In the general elections held in Denmark on June 5 to the 179-seat parliament known as Folketing, the red bloc of parties led by the Social Democrats won a majority, beating the right-wing ruling coalition led by prime minister Lars Løkke Rasmussen.
The red block parties that supported Social Democrat leader Mette Frederiksen as the candidate for prime minister won 91 of the 179 seats. It consists of the Social Democrats (48 seats), the Social Liberals (16), Socialist People’s Party (14) and the Red–Green Alliance (13 seats). The coalition got 52.1% of the vote
The incumbent ruling coalition, comprising the prime minister’s Venstre, the ultra-right Danish People’s Party (DPP) and the Liberal Alliance, got 41% of the vote. The DPP suffered a severe setback, losing 21 seats.

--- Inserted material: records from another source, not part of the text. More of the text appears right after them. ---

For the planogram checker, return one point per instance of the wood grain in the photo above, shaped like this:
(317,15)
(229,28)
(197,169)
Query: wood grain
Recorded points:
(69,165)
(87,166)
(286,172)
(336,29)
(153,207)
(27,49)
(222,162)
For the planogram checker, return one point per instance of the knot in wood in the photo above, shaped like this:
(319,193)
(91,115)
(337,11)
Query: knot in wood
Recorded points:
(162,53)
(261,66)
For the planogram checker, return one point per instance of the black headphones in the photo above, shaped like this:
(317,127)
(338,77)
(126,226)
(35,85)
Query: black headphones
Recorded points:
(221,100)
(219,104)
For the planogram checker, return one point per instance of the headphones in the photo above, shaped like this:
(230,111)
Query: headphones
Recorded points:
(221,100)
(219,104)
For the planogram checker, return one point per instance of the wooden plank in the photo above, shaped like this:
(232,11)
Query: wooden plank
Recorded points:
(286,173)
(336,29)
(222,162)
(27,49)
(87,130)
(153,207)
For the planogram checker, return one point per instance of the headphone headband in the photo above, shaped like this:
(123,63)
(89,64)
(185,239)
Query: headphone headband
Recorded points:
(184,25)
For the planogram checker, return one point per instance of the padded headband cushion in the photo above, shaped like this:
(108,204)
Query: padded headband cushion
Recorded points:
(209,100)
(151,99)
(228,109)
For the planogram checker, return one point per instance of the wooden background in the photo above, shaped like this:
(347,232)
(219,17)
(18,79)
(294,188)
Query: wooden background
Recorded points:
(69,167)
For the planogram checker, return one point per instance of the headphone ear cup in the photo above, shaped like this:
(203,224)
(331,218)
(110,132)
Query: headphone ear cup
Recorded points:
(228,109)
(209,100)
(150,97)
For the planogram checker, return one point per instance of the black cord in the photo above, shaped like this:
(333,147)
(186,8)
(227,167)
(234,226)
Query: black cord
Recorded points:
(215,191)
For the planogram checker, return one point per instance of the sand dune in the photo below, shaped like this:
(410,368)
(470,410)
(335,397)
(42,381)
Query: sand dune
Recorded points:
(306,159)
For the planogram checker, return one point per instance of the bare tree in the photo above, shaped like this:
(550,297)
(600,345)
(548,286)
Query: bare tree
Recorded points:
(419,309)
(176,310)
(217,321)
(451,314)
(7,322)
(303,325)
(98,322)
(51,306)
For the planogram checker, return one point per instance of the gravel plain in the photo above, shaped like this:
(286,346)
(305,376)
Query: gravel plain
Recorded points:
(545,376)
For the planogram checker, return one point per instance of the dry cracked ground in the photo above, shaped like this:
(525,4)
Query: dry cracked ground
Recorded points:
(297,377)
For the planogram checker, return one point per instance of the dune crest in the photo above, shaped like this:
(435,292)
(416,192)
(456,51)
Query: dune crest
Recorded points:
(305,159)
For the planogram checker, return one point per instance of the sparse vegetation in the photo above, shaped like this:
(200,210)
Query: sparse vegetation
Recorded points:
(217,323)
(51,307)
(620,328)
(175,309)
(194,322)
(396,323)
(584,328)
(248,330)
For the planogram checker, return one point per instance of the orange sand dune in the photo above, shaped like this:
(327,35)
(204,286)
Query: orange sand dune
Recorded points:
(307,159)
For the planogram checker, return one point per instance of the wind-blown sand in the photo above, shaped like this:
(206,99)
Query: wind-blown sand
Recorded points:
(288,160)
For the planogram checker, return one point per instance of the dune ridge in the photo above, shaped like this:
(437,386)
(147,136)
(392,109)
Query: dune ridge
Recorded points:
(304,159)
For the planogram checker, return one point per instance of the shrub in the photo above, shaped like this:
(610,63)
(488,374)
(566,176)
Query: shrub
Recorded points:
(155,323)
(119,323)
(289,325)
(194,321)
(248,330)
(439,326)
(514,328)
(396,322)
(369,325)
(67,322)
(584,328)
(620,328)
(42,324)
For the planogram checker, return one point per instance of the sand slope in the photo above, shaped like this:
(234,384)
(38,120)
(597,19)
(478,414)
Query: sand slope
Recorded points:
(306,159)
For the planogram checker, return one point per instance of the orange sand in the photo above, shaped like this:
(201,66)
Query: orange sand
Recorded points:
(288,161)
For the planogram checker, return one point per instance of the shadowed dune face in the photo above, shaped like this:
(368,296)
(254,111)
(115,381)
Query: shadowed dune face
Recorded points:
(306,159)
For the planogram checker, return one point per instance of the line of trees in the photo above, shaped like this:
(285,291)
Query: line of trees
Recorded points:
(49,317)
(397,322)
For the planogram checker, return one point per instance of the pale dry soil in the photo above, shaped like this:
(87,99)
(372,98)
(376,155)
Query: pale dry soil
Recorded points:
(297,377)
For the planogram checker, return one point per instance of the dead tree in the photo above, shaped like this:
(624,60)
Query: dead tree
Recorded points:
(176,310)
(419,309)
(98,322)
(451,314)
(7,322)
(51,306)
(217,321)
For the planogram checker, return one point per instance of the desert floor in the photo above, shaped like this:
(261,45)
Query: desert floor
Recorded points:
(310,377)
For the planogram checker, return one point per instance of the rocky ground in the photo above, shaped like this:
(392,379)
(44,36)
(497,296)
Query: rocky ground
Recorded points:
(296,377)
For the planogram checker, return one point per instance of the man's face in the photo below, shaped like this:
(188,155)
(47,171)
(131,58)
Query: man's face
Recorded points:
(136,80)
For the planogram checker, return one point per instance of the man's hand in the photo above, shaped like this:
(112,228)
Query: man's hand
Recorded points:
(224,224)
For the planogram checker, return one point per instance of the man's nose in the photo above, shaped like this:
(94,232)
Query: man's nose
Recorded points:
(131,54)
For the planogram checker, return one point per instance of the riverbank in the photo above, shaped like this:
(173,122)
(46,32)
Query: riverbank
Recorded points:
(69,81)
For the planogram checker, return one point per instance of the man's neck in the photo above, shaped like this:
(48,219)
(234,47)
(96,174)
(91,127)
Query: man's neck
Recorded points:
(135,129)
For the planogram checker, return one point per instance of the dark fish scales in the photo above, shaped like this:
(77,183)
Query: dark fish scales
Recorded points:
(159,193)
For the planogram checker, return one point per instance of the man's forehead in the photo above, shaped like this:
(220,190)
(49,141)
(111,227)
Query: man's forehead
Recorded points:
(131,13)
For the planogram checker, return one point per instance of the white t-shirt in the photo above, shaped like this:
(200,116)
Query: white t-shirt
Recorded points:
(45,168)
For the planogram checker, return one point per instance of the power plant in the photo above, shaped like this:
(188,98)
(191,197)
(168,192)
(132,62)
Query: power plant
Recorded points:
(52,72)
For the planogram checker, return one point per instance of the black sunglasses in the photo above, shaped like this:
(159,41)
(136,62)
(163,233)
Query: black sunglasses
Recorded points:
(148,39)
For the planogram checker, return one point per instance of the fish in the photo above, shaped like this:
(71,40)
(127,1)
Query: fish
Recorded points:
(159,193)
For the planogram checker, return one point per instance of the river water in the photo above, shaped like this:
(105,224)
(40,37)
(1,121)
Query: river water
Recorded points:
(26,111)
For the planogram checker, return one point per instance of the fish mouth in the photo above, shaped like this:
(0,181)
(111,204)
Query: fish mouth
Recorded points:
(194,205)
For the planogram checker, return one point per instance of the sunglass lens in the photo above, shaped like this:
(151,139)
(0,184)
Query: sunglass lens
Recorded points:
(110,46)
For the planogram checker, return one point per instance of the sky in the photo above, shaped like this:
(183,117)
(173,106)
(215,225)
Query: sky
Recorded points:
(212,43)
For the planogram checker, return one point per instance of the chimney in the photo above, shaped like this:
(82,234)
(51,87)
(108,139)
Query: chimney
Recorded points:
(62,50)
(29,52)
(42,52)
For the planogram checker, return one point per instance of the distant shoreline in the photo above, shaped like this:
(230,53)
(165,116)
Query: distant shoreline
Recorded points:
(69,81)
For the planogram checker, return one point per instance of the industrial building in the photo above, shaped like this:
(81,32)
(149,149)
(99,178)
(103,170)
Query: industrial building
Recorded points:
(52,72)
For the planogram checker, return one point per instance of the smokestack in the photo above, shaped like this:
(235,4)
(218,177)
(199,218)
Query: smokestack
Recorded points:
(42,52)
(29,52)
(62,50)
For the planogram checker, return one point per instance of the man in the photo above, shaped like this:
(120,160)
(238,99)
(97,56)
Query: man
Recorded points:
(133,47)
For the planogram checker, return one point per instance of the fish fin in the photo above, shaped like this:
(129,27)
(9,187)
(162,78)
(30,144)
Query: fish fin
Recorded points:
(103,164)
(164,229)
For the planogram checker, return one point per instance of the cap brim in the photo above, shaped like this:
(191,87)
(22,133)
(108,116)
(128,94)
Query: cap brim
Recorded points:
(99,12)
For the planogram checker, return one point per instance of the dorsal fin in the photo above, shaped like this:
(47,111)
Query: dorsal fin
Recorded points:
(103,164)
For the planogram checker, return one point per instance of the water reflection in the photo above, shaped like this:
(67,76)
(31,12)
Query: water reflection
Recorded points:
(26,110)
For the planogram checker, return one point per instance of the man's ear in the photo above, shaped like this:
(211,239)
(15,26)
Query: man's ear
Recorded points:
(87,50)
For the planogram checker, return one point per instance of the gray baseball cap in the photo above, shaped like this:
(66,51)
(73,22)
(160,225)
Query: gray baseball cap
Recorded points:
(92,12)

The left-wing pro-independence party, Inuit Ataqatigiit (member of the Nordic Green Left) secured 33.4% of the votes and 1 seat out of the two seats from Greenland.
Mette Frederiksen is likely to form a minority government, seeking support from both the left and the right on various issues. The party has often taken contradictory ideological positions, supporting welfare measures on the one hand and taking a hardline position on immigration on the other. Experts say this harsh stance on immigration may have helped it win back voters from the DPP. The other interesting development has been an improvement in the performance of parties to the left of the Social Democrats.

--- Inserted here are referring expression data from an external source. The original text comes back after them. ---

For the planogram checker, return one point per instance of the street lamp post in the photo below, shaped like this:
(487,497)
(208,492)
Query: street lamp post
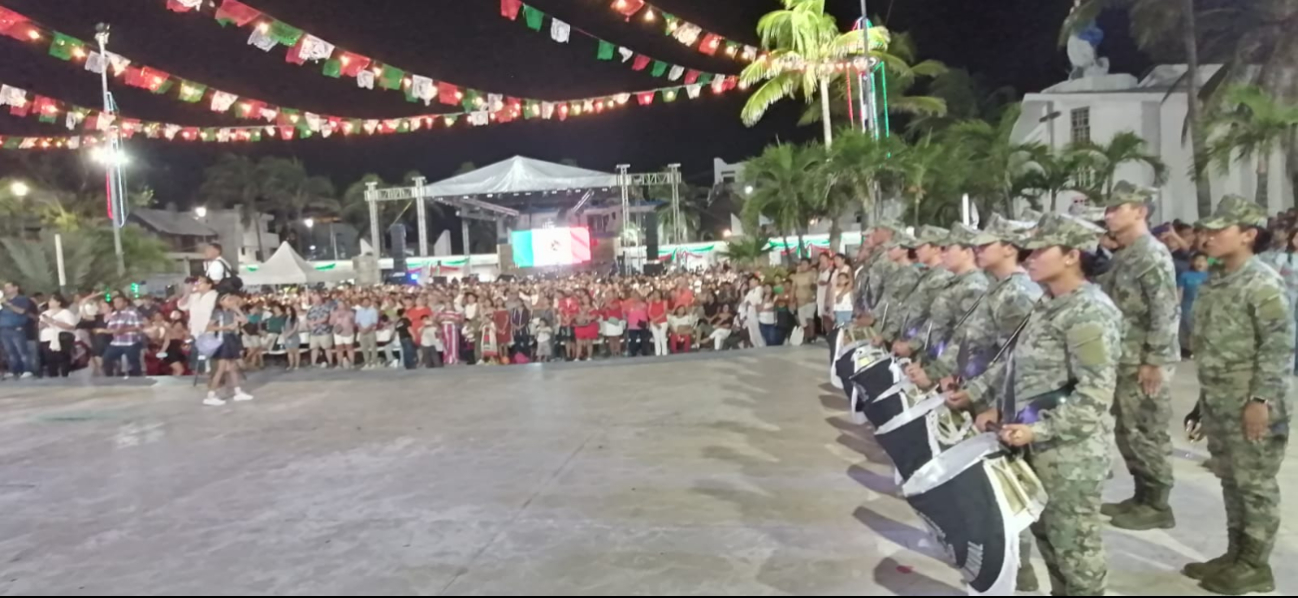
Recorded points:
(116,187)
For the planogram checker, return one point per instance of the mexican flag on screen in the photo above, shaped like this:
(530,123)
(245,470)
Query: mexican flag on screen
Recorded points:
(551,247)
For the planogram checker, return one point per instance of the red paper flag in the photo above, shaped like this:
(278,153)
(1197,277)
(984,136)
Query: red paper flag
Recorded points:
(710,43)
(628,7)
(353,64)
(236,12)
(448,94)
(509,8)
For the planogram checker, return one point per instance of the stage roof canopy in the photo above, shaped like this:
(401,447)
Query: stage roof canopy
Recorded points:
(521,175)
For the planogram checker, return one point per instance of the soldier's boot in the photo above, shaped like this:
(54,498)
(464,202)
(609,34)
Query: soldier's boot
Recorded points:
(1249,574)
(1027,579)
(1198,571)
(1154,513)
(1114,509)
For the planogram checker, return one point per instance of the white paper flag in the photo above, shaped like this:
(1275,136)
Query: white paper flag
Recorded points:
(560,31)
(688,34)
(423,88)
(314,48)
(261,40)
(365,79)
(221,100)
(13,96)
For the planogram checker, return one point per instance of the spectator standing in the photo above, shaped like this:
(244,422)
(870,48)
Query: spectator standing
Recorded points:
(343,321)
(127,330)
(367,335)
(1188,284)
(17,311)
(56,337)
(322,334)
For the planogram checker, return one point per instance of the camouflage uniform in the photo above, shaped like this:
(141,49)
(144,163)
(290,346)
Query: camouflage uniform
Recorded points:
(917,302)
(1244,345)
(1007,304)
(1142,283)
(962,293)
(1071,343)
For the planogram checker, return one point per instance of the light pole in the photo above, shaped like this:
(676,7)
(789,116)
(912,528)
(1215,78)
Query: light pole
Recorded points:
(116,186)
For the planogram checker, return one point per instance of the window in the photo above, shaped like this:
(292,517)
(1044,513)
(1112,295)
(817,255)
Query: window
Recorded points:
(1081,125)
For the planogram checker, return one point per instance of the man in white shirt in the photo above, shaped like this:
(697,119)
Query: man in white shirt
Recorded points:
(214,266)
(199,302)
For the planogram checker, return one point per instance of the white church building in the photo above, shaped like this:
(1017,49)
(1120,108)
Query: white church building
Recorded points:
(1098,105)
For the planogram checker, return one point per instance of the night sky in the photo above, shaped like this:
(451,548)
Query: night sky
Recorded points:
(466,42)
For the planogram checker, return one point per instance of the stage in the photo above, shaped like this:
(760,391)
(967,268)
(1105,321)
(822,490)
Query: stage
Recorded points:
(731,474)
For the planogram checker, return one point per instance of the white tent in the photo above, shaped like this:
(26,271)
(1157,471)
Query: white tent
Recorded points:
(287,267)
(522,175)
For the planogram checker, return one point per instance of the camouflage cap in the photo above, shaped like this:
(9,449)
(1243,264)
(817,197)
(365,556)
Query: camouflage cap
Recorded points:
(1126,193)
(1000,230)
(959,234)
(1235,210)
(1067,231)
(931,235)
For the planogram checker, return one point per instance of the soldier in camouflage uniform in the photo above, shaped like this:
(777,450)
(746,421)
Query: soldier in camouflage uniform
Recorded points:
(952,308)
(1070,348)
(1142,283)
(1244,345)
(919,301)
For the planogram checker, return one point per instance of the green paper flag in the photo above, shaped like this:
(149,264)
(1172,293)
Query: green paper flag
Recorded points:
(606,51)
(191,91)
(334,68)
(284,34)
(391,78)
(535,18)
(65,46)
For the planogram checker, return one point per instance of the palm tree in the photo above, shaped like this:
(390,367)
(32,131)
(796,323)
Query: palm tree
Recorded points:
(902,77)
(783,180)
(292,191)
(235,180)
(1048,173)
(997,160)
(1250,126)
(804,44)
(1103,160)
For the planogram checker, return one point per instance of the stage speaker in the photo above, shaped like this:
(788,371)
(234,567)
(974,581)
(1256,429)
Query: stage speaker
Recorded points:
(396,235)
(652,236)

Arbejderen stated that social movements and the climate movement had played an active role in the elections. Those movements must continue the fight, go to the streets and maintain pressure so that Denmark not only gets a new government, but also a new policy, the media outlet said.

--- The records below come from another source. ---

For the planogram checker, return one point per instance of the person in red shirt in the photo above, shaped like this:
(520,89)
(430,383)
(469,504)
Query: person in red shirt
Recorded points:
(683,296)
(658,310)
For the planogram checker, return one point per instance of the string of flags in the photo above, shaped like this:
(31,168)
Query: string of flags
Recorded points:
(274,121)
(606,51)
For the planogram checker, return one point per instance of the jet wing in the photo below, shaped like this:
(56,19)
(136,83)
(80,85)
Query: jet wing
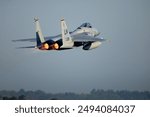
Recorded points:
(86,38)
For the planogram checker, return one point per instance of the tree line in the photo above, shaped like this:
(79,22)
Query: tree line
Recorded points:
(94,94)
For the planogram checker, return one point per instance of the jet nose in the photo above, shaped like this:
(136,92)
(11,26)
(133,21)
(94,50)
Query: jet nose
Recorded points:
(96,32)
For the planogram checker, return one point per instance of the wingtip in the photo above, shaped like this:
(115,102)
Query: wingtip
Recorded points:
(36,19)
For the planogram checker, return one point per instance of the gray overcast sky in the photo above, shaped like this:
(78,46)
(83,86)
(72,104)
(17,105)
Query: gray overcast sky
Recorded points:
(120,64)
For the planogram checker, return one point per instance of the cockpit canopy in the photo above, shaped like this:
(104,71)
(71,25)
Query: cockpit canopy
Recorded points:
(87,25)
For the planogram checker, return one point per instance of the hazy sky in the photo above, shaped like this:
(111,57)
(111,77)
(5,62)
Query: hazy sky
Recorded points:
(122,63)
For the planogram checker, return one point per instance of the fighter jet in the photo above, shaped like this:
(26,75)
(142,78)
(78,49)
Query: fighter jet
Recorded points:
(84,36)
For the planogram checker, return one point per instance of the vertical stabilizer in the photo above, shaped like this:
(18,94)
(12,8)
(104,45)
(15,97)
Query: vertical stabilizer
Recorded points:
(39,36)
(66,38)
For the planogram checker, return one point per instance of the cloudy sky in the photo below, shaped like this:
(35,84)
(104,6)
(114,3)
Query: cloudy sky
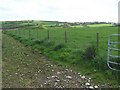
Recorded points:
(60,10)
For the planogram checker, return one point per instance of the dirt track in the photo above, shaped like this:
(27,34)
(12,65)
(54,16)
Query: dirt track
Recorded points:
(23,68)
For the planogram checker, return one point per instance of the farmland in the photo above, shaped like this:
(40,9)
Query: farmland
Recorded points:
(68,45)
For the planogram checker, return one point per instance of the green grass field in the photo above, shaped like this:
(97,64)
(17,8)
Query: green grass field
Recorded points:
(71,53)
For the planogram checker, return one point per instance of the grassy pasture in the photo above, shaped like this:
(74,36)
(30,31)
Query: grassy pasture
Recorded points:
(78,39)
(100,25)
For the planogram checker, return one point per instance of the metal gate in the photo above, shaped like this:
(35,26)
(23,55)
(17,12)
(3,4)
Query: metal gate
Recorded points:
(113,60)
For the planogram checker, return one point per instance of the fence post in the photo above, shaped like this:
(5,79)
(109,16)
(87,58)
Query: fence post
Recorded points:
(65,37)
(29,34)
(48,35)
(37,34)
(97,41)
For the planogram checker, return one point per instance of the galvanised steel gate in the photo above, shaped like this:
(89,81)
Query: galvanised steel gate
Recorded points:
(113,60)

The ‘Unity List’ of the Red-Green Alliance stated that it would not impose specific demands on the new government but “..if the Unity List is to form the parliamentary basis for a new government, then this government must commit to a more green, humane and solidarity policy”.
Søren Søndergaard from the Unity List said, “Our role is to convey and defend the demands of the popular movements – right from the parents’ movement’s requirement for minimum standards, the trade unions’ demands for fair pension schemes and the climate movement’s requirement for a climate law”.
The Red-Green Alliance was formed in 1989 as an electoral alliance of the Left Socialists (VS), Communist Party of Denmark (DKP), and the Socialist Workers Party (SAP).